La comunicación interna también se está complicando porque el personal alcanza ya las 400 personas y, para mejorarla, otra de sus prioridades es una web que permita a todos relacionarse. Como dice Javier, «Ahora que disponemos de un buen número de servidores Apple, lo que queremos es integrar toda la comunicación con los alumnos, tutorías, apuntes de clase, grabaciones de conferencias... y que todo esté disponible en el servidor desde cualquier lugar».
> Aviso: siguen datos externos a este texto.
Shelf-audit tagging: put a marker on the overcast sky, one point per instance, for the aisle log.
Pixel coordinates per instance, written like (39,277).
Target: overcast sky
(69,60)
Istituto Europeo di Design de Madrid

La generación iPod

Para el futuro, el director del centro tiene interesantes planes que permitirán a la institución ahondar en su papel de facilitador de diálogos y visiones creativas. En estos momentos, se afana en crear relaciones fuertes con las empresas, elaborando programas formativos para ellas. Según Marzullo, «La economía española es sana, crece cada año y tiene espacio para que en el interior de cada empresa haya un interlocutor capaz de hablar el mismo lenguaje que los creadores. De ese modo superaríamos un problema cultural, porque potenciaríamos a aquellas personas de la empresa que son capaces de hablar el idioma de la estética y no sólo el de la economía y la técnica». Esto les permitirá, por ejemplo, desarrollar proyectos más fácilmente desde su fase embrionaria, porque estimulará la competencia de la empresa para decidir y comunicar cómo quiere aplicar su visión. Riccardo concluye: «El contacto con las empresas nos ayuda a identificar y definir nuevos perfiles profesionales que incluimos luego en nuestros modelos formativos, de ese modo estamos siempre muy cercanos a la realidad».